There’s nothing better than a furry friend by your side while hiking. Hiking with dogs can be highly rewarding. Are you ready to take on the challenge of bringing dog with you? Here are a few tips you need to keep in mind before you head out, such as safe expeditions, nutrition and etc.
The Ten Essentials
- ID Tags and photo identification
ID tag is a plastic or metal medallion that hangs from your pup’s collar, lists specific contact information that will reunite you with your dog should she run off. For safety reasons, list only their name and phone number with no information about the dog. At the very least, list your name and the best way to contact you, whether it is a cell phone, office phone, or home phone.
Also, have a recent photo of your puppy on hand so you can show to others what he/she looks like.
Poop bags are beneficial to save our earth from pollution. You should always buy high quality bags that protect your atmosphere for long time. If trails permit, you can also bury waste in a hole away from water sources.
Are they obedient and well-socialized enough to make a good trail dog? Bring your dog hiking only if they are a breed suited to long walks. You should make sure that your dog will come to your side when called and also they can trust and listen you when facing with other hikers or wildlife. It is essential for your hiking when company with your puppy. Also you need to think about if your dog fit enough for the planned hike.
Since you’re carrying the necessities, why not give your dog a backpack! Fill their backpack with some of their belongings to get them used to carrying something.

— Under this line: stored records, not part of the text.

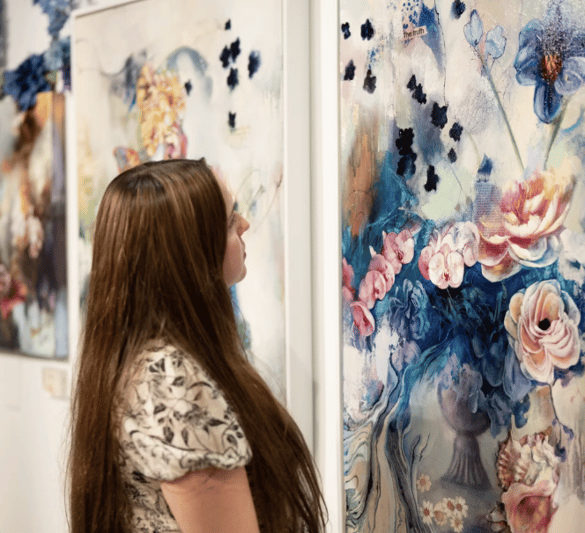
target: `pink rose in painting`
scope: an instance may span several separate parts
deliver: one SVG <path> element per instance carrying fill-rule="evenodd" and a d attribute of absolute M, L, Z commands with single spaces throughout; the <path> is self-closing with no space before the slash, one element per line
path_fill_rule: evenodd
<path fill-rule="evenodd" d="M 542 480 L 532 486 L 513 483 L 502 494 L 512 533 L 547 533 L 556 511 L 553 502 L 556 487 L 556 483 L 550 480 Z"/>
<path fill-rule="evenodd" d="M 347 262 L 345 257 L 342 259 L 342 280 L 343 280 L 343 300 L 347 303 L 353 302 L 355 289 L 353 288 L 353 267 Z"/>
<path fill-rule="evenodd" d="M 478 244 L 479 233 L 471 222 L 451 224 L 440 233 L 434 230 L 418 260 L 422 276 L 440 289 L 459 287 L 465 265 L 477 262 Z"/>
<path fill-rule="evenodd" d="M 383 237 L 382 255 L 392 264 L 394 273 L 398 274 L 402 270 L 402 265 L 410 263 L 414 257 L 412 234 L 409 230 L 402 230 L 398 234 L 383 233 Z"/>
<path fill-rule="evenodd" d="M 359 299 L 368 309 L 374 307 L 376 300 L 386 296 L 386 280 L 378 270 L 370 270 L 360 283 Z"/>
<path fill-rule="evenodd" d="M 498 208 L 478 222 L 479 261 L 487 279 L 499 281 L 520 265 L 546 266 L 557 259 L 576 174 L 574 163 L 566 161 L 506 187 Z"/>
<path fill-rule="evenodd" d="M 183 159 L 187 157 L 187 136 L 176 122 L 163 134 L 165 159 Z"/>
<path fill-rule="evenodd" d="M 365 304 L 359 300 L 357 302 L 353 302 L 350 305 L 350 308 L 353 315 L 353 322 L 358 328 L 360 335 L 369 337 L 372 333 L 374 333 L 375 328 L 375 322 L 372 313 L 370 313 Z"/>
<path fill-rule="evenodd" d="M 552 383 L 555 367 L 577 364 L 580 319 L 575 302 L 556 280 L 534 283 L 512 296 L 504 325 L 523 371 Z"/>
<path fill-rule="evenodd" d="M 368 270 L 375 270 L 384 276 L 384 281 L 386 281 L 386 292 L 388 292 L 392 288 L 392 285 L 394 285 L 394 268 L 392 267 L 392 263 L 390 263 L 390 261 L 388 261 L 383 255 L 377 254 L 373 250 L 371 250 L 371 253 L 372 260 L 368 265 Z"/>

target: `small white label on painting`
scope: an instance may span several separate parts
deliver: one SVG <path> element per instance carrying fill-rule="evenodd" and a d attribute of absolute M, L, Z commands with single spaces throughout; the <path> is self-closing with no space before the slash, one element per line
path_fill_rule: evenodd
<path fill-rule="evenodd" d="M 410 41 L 411 39 L 415 39 L 416 37 L 424 37 L 426 34 L 427 27 L 419 26 L 418 28 L 404 30 L 404 32 L 402 33 L 402 38 L 404 41 Z"/>

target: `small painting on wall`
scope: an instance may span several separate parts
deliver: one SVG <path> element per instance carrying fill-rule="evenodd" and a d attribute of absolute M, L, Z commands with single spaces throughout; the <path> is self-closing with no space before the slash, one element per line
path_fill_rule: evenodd
<path fill-rule="evenodd" d="M 80 12 L 74 91 L 82 297 L 107 184 L 144 161 L 205 157 L 251 225 L 232 294 L 251 359 L 284 398 L 281 11 L 141 0 Z"/>
<path fill-rule="evenodd" d="M 65 97 L 0 101 L 0 349 L 68 353 Z"/>
<path fill-rule="evenodd" d="M 340 2 L 347 531 L 585 517 L 584 14 Z"/>

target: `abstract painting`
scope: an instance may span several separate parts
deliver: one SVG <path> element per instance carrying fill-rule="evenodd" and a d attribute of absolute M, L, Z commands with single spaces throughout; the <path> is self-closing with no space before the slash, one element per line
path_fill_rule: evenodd
<path fill-rule="evenodd" d="M 281 27 L 270 0 L 79 12 L 73 85 L 82 295 L 107 184 L 143 161 L 205 157 L 251 224 L 234 303 L 251 359 L 284 397 Z"/>
<path fill-rule="evenodd" d="M 584 15 L 340 0 L 347 531 L 582 529 Z"/>
<path fill-rule="evenodd" d="M 68 353 L 65 97 L 0 101 L 0 348 Z"/>

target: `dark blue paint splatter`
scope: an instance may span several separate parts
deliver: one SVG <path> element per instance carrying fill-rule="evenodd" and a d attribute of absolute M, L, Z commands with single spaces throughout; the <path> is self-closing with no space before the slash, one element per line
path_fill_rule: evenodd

However, you should pay special attention on your dog seeing if your little one running into trouble, exhausting or overheating. If your dog is exhibiting signs of heat exhaustion, try to keep them as cool as possible until you can get them to the vet. If your dog is new to hiking, it’s best to check with your vet and then start small, with short hikes on easy trails. If there’s a difficult stretch of trail or if she gets too tired, you need be ready to carry her.
Canine first aid kit
Dangers to your dog are numerous on a long hike. They include fatigue, hypothermia, and heat stroke. Check the pads of your dog’s feet for wounds from thorns or sharp rocks, especially if she’s stopping to lick or gnaw at her paws. He could easily get stung by a bee, bit by a rattlesnake, attacked by a predator, rip a pad, break a bone, eat something toxic, eat something infected, fall, drown, or get lost. He could acquire Lymes disease, leptospirosis, giardia, salmon poisoning, heartworm, or an allergic reaction to poison oak. Although all of these things could happen to you, he may not be thinking clearly about these dangers when he smells that rotten fish carcass or chases that coyote up the trail. You better have a canine first aid kit when hiking.
Treats and food
Bring lunch for your dog and high-value treats to reward them or just lure them back to you. Though higher quality dog food is more expensive by the pound, you will actually save weight and give your dog more nutrition if you can feed a high quality food on the trail.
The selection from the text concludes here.